2In January and February of 1810 Napoleon seemed disposed to negotiate a new commercial treaty with the U.S. but found that Armstrong was only interested in discussing the problem of French spoliations on American shipping. In an effort to outmaneuver the American minister, Napoleon, in late February, decided to send Clément-Edouard Moustier on a short mission to Washington to raise the matter directly with JM and his administration. After about six weeks in the U.S., Moustier was to return to Paris, as Napoleon did not then intend to replace Turreau as his minister in Washington. Moustier’s father, Eléonor-François-Elie, marquis de Moustier, had served as French minister to the U.S. in 1788–90, at which time he had openly offended American sensibilities by his liaison with the marquise de Bréhan. After 1793 the elder Moustier was in exile, either in Prussia or in England, and did not return to France until 1815, while his son commenced his diplomatic career in Napoleon’s service. Napoleon aborted Moustier’s mission to the U.S. in April 1810 and sent him instead to Morlaix to arrange prisoner of war exchanges with Great Britain. Six months later, in September 1810, Napoleon appointed Louis-Barbé-Charles Sérurier to replace Turreau as French minister to the U.S. (Napoleon to Champagny, 22 Feb. 1810, Napoleon to Denis Decrés, 20 Apr. 1810, Plon and Dumaine, Correspondance de Napoléon 1er, 20:237, 297; JM to Jefferson, 8 Dec. 1788, PJM description begins William T. Hutchinson et al., eds., The Papers of James Madison (1st ser., vols. 1-10, Chicago, 1962-77, vols. 11-17, Charlottesville, Va., 1977-91). description ends , 11:383; Clifford L. Egan, Neither Peace nor War: Franco-American Relations, 1803–1812 [Baton Rouge, La., 1983], pp. 114, 137).

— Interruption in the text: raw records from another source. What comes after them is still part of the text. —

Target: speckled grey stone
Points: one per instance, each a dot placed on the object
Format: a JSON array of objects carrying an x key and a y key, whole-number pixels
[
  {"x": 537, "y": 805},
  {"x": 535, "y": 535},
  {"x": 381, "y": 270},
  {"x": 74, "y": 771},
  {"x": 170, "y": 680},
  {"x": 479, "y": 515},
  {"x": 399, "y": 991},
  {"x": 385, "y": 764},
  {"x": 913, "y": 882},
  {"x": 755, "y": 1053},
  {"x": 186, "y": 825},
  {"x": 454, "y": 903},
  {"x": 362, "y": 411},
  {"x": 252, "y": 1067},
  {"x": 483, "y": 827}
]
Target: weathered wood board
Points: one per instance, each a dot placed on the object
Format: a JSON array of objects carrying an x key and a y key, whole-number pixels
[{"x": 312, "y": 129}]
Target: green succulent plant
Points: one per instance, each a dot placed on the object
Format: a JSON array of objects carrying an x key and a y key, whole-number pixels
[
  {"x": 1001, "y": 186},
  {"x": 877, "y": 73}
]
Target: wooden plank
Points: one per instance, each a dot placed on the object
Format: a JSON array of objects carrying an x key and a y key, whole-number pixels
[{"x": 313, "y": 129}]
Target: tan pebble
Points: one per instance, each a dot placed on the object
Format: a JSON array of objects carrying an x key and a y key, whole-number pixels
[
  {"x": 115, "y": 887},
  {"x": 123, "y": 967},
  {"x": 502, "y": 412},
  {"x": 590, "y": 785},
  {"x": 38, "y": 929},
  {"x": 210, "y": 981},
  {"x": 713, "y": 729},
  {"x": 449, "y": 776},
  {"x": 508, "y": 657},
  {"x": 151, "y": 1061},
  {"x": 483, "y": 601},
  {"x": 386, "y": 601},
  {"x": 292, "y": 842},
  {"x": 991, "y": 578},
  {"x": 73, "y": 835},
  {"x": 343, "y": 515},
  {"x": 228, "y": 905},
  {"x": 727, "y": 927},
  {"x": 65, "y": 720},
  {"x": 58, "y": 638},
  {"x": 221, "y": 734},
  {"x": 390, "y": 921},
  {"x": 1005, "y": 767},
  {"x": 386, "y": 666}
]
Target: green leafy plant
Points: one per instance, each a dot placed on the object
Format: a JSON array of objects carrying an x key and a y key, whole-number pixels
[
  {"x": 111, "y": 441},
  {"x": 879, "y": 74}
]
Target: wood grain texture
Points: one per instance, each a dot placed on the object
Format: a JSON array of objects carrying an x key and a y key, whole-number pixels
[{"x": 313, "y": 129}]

3JM later interlined here in pencil “Pichon.”

4JM later interlined here in pencil “Emperor.”

5Seth Hunt (1780–1846), son of an army officer from Massachusetts, purchased the claims of British grantees in the Mississippi Territory. He had also been appointed by James Wilkinson as commandant at Ste. Genevieve in the Louisiana Territory in 1804 but later quarreled with Wilkinson (Carter, Territorial Papers, Mississippi, 6:489 n. 28; Mann, A Yankee Jeffersonian, p. 272 n. 34). On his relations with Armstrong and David Bailie Warden, see Skeen, John Armstrong, pp. 114–15.

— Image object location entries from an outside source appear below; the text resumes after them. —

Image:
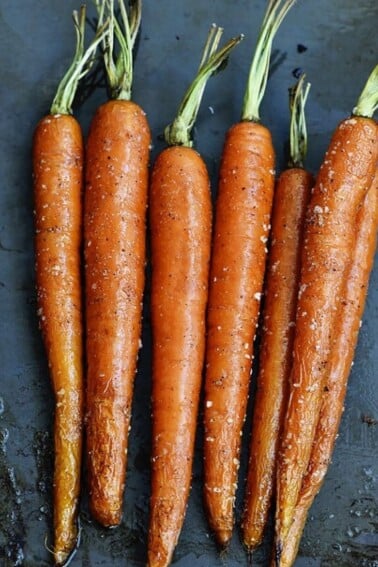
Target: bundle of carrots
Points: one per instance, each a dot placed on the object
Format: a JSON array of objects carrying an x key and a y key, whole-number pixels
[
  {"x": 239, "y": 251},
  {"x": 306, "y": 245},
  {"x": 180, "y": 226},
  {"x": 337, "y": 256}
]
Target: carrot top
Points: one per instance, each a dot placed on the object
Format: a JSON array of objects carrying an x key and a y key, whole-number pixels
[
  {"x": 367, "y": 103},
  {"x": 298, "y": 130},
  {"x": 81, "y": 64},
  {"x": 258, "y": 73},
  {"x": 179, "y": 131},
  {"x": 118, "y": 59}
]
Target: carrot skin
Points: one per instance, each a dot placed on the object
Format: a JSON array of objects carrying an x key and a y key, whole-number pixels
[
  {"x": 58, "y": 183},
  {"x": 342, "y": 183},
  {"x": 290, "y": 201},
  {"x": 180, "y": 221},
  {"x": 342, "y": 357},
  {"x": 115, "y": 226},
  {"x": 241, "y": 231}
]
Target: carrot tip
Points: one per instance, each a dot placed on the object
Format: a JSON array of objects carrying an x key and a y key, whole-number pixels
[
  {"x": 64, "y": 559},
  {"x": 223, "y": 548},
  {"x": 278, "y": 553}
]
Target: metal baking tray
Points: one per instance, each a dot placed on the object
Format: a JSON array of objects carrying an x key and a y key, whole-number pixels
[{"x": 36, "y": 45}]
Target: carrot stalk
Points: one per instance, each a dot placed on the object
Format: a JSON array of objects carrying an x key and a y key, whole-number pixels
[
  {"x": 329, "y": 241},
  {"x": 281, "y": 286},
  {"x": 342, "y": 359},
  {"x": 180, "y": 221},
  {"x": 58, "y": 184},
  {"x": 115, "y": 204},
  {"x": 242, "y": 223}
]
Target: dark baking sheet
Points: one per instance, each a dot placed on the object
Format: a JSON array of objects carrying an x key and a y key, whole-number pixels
[{"x": 36, "y": 44}]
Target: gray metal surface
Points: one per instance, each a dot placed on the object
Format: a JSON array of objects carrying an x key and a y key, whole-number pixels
[{"x": 36, "y": 44}]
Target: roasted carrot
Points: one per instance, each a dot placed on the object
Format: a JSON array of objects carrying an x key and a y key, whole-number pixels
[
  {"x": 180, "y": 221},
  {"x": 116, "y": 185},
  {"x": 290, "y": 200},
  {"x": 329, "y": 242},
  {"x": 242, "y": 222},
  {"x": 58, "y": 184},
  {"x": 350, "y": 312},
  {"x": 342, "y": 358}
]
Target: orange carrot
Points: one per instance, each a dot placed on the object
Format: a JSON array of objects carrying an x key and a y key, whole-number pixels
[
  {"x": 58, "y": 183},
  {"x": 289, "y": 207},
  {"x": 242, "y": 222},
  {"x": 340, "y": 365},
  {"x": 180, "y": 220},
  {"x": 114, "y": 229},
  {"x": 329, "y": 241}
]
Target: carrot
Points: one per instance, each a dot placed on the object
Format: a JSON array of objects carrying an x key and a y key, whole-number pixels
[
  {"x": 180, "y": 221},
  {"x": 281, "y": 286},
  {"x": 342, "y": 358},
  {"x": 329, "y": 242},
  {"x": 116, "y": 177},
  {"x": 58, "y": 183},
  {"x": 242, "y": 221}
]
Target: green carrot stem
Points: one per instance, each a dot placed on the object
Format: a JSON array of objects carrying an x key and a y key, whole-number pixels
[
  {"x": 81, "y": 64},
  {"x": 179, "y": 131},
  {"x": 118, "y": 46},
  {"x": 258, "y": 73},
  {"x": 367, "y": 103},
  {"x": 298, "y": 129}
]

6Champagny to Armstrong, 14 Feb. 1810 (printed in ASP description begins American State Papers: Documents, Legislative and Executive, of the Congress of the United States ... (38 vols.; Washington, 1832-61). description ends , Foreign Relations, 3:380–81).

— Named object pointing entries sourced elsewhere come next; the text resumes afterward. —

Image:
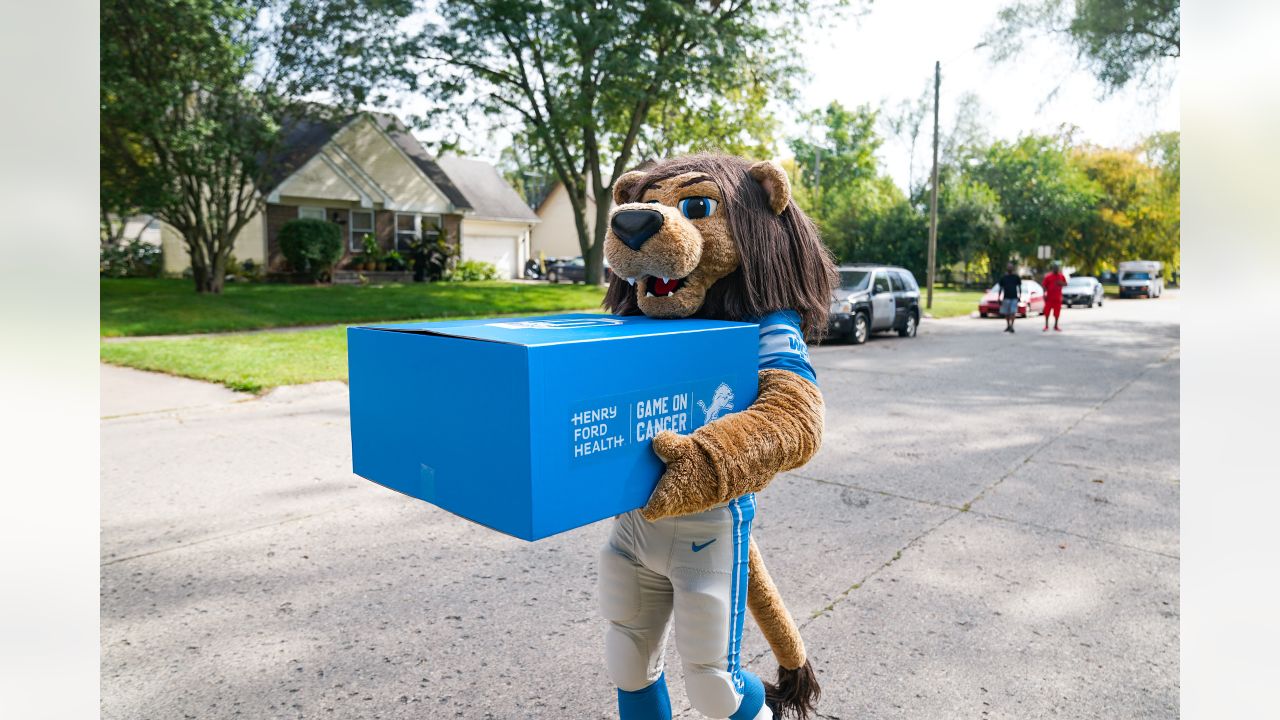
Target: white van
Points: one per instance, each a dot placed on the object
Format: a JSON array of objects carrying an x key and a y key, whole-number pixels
[{"x": 1141, "y": 277}]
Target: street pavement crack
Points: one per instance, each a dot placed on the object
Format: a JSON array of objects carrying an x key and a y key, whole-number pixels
[
  {"x": 967, "y": 507},
  {"x": 211, "y": 538}
]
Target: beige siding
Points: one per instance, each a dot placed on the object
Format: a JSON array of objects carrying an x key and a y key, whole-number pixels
[
  {"x": 176, "y": 259},
  {"x": 557, "y": 235},
  {"x": 251, "y": 241},
  {"x": 318, "y": 180},
  {"x": 396, "y": 174}
]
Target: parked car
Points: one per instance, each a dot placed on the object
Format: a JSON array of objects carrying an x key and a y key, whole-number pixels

7Under a treaty signed in Paris on 16 Mar. 1810, Louis Bonaparte, king of Holland, was forced to accept the French occupation of Dutch territory south of the rivers Maas and Waal as well as the presence of French forces in all port towns to close them off to English trade. The treaty also required the confiscation of all goods carried into Dutch ports in American vessels during the previous year (Schama, Patriots and Liberators, pp. 605–6; Alexandre de Clercq, ed., Recueil des traités de la France [23 vols.; Paris, 1880–1917], 2:328–30).